Havia um grupo nessa época, que futuramente tomaria o poder, aqui representados por Raskolnikov, que eram adeptos ao niilismo, filosofia desenvolvida por Nietzsche que defende a ausência de tradições e a não existência, além de outros dogmas que levam ao aniquilamento, à redução ao nada. Assim, as atitudes do protagonista, são justificadas por essa linha de pensamento enquanto os demais personagens vão representar outras possibilidades de inteligência, abrindo um grande debate, que pode muito bem ser transportado para os dias atuais.  Outro conceito muito utilizado por Dostoiévski nesse clássico é o utilitarismo, ideia fundada na Inglaterra por Bentham e Mill e muito em voga na Rússia do final do século XIX, que prega o bem-estar individual acima de qualquer consequência moral, como se, parafraseando Irineu Perpétuo, “se eu estou bem, contribuo para que o mundo esteja bem”.

Só por esses comentários, já é perceptível que ler Crime e Castigo não é muito fácil.

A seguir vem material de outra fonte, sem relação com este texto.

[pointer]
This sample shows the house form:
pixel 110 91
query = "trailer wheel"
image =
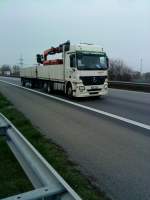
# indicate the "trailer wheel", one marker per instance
pixel 22 82
pixel 69 91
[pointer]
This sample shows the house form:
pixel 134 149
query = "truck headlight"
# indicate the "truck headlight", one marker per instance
pixel 81 88
pixel 105 86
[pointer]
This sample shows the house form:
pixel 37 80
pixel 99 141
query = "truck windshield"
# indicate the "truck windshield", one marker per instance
pixel 92 62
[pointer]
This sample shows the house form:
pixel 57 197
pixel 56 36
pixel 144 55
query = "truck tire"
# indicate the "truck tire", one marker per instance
pixel 69 91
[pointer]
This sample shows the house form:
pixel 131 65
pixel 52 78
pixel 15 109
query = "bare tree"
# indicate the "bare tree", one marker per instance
pixel 5 69
pixel 119 71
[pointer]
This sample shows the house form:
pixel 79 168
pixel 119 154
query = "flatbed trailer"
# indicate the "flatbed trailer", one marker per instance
pixel 81 71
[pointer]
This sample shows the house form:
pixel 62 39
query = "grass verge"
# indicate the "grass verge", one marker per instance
pixel 12 178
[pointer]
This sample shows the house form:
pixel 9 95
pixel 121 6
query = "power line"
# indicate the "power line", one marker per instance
pixel 21 61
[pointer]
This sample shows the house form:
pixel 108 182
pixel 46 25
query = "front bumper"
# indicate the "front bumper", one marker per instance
pixel 94 90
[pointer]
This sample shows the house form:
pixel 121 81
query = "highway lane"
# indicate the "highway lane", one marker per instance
pixel 129 104
pixel 115 154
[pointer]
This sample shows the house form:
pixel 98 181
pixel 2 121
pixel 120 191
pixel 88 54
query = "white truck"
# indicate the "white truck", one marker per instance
pixel 81 71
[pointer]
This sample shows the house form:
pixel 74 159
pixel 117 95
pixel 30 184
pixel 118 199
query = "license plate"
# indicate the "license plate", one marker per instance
pixel 94 87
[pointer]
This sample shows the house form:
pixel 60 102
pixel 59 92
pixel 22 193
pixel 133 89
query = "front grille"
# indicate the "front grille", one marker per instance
pixel 93 80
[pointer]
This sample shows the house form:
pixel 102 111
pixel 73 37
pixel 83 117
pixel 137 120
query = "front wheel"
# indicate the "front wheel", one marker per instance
pixel 69 91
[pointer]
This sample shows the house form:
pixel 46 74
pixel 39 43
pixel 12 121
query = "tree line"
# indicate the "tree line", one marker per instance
pixel 118 71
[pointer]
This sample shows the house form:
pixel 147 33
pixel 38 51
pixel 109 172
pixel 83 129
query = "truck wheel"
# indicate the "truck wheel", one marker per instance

Mas, por incrível que pareça, a escrita de Dostoiévski é muito simples, fluida e a história lembra mesmo um novelão. Os conceitos citados acima estão presentes nos diálogos dos personagens e, compreendemos tudo quando sabemos dessas possíveis intenções do autor. Ele na verdade, após cumprir uma pena de serviços forçados na Sibéria, se tornou um homem bastante religioso e tradicionalista. Essa filosofia passa a fazer parte da sua obra e, para saber como isso acontece, só lendo Crime e Castigo até o final e tirando suas próprias conclusões. Não vou contar todo o enredo e também não vou mencionar os principais encontros e desencontros de Raskolnikov. Mas, ele vai “merecer sua felicidade através do sofrimento”, como dizia o próprio Dosto.

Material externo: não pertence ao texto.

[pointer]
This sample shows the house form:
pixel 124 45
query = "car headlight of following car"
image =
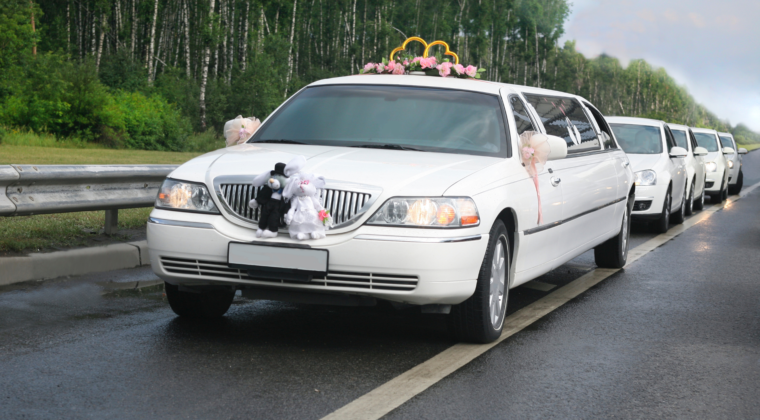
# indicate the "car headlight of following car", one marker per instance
pixel 646 178
pixel 185 196
pixel 436 212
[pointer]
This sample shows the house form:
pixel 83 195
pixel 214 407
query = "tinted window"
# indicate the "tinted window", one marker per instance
pixel 638 139
pixel 726 141
pixel 707 141
pixel 522 119
pixel 681 138
pixel 436 120
pixel 564 117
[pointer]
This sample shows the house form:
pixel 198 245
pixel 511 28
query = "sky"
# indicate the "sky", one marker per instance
pixel 711 47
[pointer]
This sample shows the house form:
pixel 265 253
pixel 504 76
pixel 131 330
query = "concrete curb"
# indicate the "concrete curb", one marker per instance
pixel 40 266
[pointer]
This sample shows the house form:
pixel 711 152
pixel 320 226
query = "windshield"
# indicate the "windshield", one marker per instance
pixel 707 141
pixel 681 139
pixel 435 120
pixel 638 139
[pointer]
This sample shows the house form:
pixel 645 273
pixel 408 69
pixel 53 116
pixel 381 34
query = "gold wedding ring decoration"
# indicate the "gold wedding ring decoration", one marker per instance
pixel 427 48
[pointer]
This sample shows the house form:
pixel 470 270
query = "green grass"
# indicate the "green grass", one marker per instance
pixel 52 231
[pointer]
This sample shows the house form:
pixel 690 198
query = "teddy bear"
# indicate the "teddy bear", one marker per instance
pixel 270 198
pixel 307 218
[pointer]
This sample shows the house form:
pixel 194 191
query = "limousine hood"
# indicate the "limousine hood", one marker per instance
pixel 397 172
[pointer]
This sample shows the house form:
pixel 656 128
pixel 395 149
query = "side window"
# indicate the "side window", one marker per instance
pixel 564 117
pixel 522 118
pixel 669 139
pixel 609 141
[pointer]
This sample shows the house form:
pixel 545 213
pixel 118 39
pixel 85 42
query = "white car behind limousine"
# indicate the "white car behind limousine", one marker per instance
pixel 431 203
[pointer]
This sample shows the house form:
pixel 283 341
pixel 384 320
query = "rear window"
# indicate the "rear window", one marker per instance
pixel 681 138
pixel 427 119
pixel 726 141
pixel 564 117
pixel 638 139
pixel 707 141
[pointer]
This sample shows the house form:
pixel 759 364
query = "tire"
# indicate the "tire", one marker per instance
pixel 680 216
pixel 661 225
pixel 737 188
pixel 700 203
pixel 203 304
pixel 614 252
pixel 690 200
pixel 480 318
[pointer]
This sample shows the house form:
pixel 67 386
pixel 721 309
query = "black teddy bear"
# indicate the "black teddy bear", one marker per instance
pixel 270 199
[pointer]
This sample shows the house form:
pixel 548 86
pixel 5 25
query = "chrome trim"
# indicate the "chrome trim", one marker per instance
pixel 569 219
pixel 179 223
pixel 418 239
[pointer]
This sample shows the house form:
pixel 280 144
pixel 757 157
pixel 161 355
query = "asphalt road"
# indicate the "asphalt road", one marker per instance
pixel 676 334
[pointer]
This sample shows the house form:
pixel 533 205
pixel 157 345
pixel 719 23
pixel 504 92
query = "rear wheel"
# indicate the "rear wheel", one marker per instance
pixel 200 304
pixel 700 203
pixel 678 217
pixel 737 188
pixel 661 225
pixel 690 200
pixel 480 318
pixel 614 252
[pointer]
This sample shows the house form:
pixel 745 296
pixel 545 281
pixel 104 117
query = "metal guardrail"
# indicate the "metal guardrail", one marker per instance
pixel 45 189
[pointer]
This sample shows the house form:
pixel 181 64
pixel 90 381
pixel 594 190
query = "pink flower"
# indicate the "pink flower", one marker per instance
pixel 528 153
pixel 444 69
pixel 427 63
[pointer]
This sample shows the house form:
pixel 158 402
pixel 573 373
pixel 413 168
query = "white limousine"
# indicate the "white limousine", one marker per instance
pixel 430 201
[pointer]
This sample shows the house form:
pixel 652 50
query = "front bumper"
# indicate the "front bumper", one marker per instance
pixel 385 263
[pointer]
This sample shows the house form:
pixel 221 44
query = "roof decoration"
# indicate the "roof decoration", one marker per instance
pixel 418 65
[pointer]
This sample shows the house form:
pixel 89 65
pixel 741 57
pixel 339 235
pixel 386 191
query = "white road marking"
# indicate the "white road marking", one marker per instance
pixel 539 285
pixel 402 388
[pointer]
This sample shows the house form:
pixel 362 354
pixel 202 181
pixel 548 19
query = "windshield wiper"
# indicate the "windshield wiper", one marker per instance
pixel 286 141
pixel 388 146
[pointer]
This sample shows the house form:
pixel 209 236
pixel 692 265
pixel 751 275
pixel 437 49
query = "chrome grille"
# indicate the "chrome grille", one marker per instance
pixel 213 270
pixel 343 205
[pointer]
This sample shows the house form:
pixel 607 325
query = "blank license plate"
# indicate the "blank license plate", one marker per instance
pixel 286 258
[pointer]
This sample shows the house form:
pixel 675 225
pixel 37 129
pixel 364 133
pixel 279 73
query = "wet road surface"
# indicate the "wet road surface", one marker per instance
pixel 676 334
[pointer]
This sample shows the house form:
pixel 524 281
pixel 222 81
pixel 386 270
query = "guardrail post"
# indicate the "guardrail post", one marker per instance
pixel 112 222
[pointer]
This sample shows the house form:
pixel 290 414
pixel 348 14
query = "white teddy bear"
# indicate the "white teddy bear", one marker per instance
pixel 307 218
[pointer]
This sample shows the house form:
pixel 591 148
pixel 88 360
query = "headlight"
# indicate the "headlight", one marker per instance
pixel 188 196
pixel 646 178
pixel 427 212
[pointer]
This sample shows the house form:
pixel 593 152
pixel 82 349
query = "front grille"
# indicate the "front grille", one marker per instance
pixel 212 270
pixel 343 205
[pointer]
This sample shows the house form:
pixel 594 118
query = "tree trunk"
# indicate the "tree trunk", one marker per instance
pixel 204 73
pixel 290 49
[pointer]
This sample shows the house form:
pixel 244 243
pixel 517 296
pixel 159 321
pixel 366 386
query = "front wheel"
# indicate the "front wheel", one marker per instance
pixel 614 252
pixel 480 318
pixel 199 304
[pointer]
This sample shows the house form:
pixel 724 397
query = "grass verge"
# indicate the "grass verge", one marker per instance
pixel 47 232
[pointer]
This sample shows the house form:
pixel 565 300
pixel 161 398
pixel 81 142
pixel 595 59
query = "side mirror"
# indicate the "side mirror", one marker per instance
pixel 700 151
pixel 678 152
pixel 558 147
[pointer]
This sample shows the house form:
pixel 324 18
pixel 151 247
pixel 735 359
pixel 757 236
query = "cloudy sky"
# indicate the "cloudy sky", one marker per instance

Confesso que antes de ter todas essas aulas de história da Rússia e fazer a associação aos conceitos propostos pelo autor, eu não tinha gostado tanto do livro. Mas, depois de todo esse aparato teórico, ele passou a ser um dos meus clássicos favoritos e não vejo a hora de ler mais livros do autor. Aproveitando a colocação do jornalista e tradutor Irineu Perpétuo, percebemos muitos utilitaristas em nossas rodas de amigos e muitos Raskolnikovs também. É triste não vermos tantas Sônias e tantas Dunias perto de nós, porque elas representam um pouco de lucidez, sabedoria e hombridade, qualidades em falta no mundo.

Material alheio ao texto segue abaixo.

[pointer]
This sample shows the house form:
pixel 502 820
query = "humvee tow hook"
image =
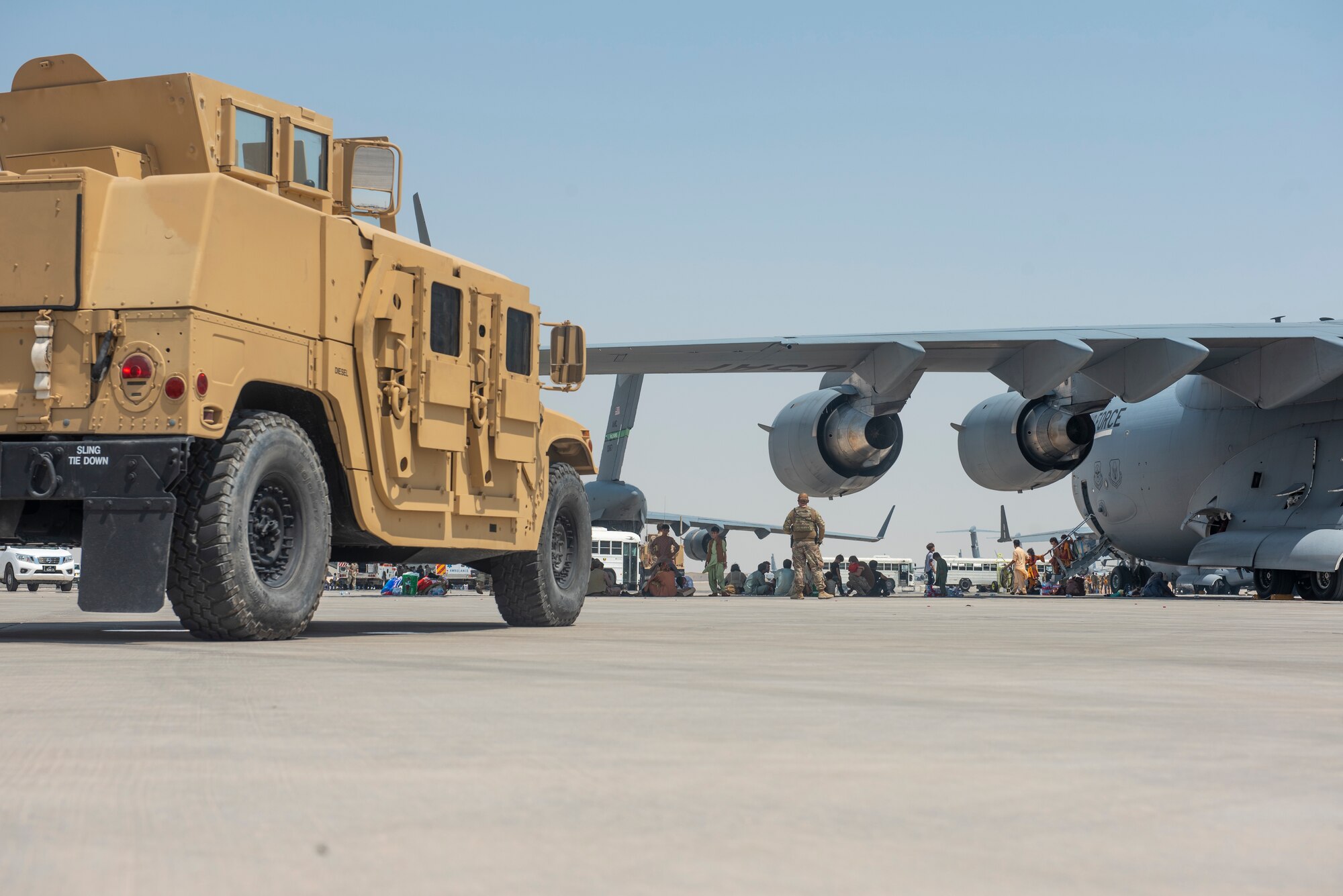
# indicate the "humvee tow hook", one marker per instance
pixel 44 462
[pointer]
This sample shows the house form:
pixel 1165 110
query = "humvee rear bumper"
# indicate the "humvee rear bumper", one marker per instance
pixel 126 490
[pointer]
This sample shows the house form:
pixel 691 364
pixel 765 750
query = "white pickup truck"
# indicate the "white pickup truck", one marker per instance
pixel 33 566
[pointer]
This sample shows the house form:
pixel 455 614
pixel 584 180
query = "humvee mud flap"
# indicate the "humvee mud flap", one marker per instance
pixel 124 491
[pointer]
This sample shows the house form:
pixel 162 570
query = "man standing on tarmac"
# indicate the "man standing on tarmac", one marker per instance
pixel 1019 568
pixel 715 560
pixel 663 546
pixel 808 530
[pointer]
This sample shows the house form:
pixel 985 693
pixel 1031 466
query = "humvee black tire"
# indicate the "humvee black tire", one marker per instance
pixel 547 587
pixel 252 534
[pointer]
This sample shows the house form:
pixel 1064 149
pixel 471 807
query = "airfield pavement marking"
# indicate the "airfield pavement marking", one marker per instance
pixel 679 745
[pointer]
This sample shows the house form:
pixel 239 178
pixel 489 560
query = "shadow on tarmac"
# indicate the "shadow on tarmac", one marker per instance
pixel 135 632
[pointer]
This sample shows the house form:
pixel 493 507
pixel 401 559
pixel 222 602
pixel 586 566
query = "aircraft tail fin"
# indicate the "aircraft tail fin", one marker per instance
pixel 882 533
pixel 625 404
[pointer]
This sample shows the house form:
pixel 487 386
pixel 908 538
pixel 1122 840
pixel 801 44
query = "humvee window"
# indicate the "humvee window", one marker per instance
pixel 252 133
pixel 519 353
pixel 310 158
pixel 445 319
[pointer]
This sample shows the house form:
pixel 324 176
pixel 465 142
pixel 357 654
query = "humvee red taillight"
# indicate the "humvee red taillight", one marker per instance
pixel 138 366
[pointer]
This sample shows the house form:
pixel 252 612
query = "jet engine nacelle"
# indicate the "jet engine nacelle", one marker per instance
pixel 824 443
pixel 1012 444
pixel 696 544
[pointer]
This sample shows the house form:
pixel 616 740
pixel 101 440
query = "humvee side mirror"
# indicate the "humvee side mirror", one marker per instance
pixel 569 356
pixel 373 177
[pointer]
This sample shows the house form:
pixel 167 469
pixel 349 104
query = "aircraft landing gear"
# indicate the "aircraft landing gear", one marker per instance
pixel 1322 587
pixel 1274 581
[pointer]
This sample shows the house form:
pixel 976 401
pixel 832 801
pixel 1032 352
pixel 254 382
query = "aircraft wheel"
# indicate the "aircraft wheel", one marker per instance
pixel 1274 581
pixel 1119 580
pixel 1324 587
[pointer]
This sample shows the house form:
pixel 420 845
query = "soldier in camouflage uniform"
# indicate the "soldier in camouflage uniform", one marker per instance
pixel 808 530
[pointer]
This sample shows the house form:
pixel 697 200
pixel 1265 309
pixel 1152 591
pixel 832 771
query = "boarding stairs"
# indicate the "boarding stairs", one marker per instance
pixel 1099 548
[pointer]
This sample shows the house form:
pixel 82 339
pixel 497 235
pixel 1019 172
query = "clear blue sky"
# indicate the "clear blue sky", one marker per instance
pixel 730 169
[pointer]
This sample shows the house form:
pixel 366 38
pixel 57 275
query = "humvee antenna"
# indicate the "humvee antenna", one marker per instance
pixel 420 220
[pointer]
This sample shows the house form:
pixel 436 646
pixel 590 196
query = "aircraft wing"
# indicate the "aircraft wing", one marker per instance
pixel 1267 364
pixel 684 522
pixel 1083 529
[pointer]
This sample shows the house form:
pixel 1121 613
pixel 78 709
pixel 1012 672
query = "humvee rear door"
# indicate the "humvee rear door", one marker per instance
pixel 520 403
pixel 445 373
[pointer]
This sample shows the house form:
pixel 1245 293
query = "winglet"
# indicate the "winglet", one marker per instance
pixel 882 533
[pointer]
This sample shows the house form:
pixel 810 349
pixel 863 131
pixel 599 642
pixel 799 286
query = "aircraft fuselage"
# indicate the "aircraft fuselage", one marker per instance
pixel 1157 462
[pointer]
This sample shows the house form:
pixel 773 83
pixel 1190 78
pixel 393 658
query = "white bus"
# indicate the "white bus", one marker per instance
pixel 620 553
pixel 976 572
pixel 898 569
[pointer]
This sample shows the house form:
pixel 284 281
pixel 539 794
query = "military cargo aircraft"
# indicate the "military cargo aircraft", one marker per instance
pixel 1212 446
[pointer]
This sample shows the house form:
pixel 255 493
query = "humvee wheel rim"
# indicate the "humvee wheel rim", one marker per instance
pixel 273 526
pixel 565 542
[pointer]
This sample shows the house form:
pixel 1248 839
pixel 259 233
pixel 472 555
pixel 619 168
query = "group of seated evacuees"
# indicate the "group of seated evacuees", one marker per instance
pixel 663 575
pixel 416 581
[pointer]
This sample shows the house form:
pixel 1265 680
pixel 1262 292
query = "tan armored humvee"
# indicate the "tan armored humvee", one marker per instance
pixel 221 366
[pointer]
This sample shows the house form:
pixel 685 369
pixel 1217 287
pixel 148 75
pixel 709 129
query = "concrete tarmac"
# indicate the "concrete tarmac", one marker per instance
pixel 679 746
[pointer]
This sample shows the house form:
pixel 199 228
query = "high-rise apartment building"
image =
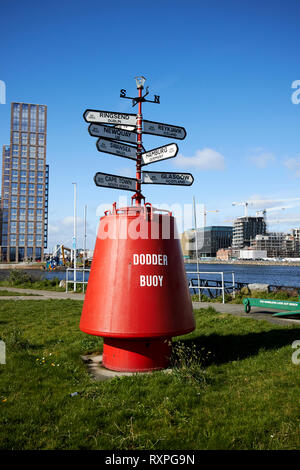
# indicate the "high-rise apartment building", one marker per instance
pixel 246 228
pixel 209 241
pixel 25 176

Para exemplificar, podemos ver esse conceito do utilitarismo todos os dias nos jornais e nas ruas, onde a ordem é ficar em casa e evitar a propagação do vírus da Covid-19. Porém, inúmeras pessoas se recusam a usar máscara ou saem para as ruas sem necessidade, se aglomeram, oferecem festas e zombam de quem está tentando fazer o mínimo pelo bem comum. E se olharmos com mais profundidade, vamos reconhecer que Raskolnikov pode ser qualquer um de nós, que está por aí lutando para sobreviver na cidade e que se revolta com as injustiças e desigualdades do mundo moderno e capitalista. Entretanto, esses conceitos estão tão arraigados em nós, que não os percebemos e muitas vezes, é difícil remar contra a corrente. Fica aí o questionamento de até onde somos capazes de ir para sobreviver? Raskolnikov tinha opções e quem não tem? Sim, Crime e Castigo desperta em nós muita humanidade, empatia e incômodos.

Ítalo Calvino em seu icônico Porque ler os clássicos(Cia das Letras, 2007) diz “É clássico aquilo que persiste como rumor mesmo onde predomina a atualidade mais incompatível” e ainda “É clássico aquilo que tende a relegar as atualidades” e assim, constatamos que Dostoiévski, além de um grande conhecedor da humanidade, foi também alguém que abriu debates que permanecem muito atuais. Leiam Crime e Castigo. Esse é um clássico para todo mundo!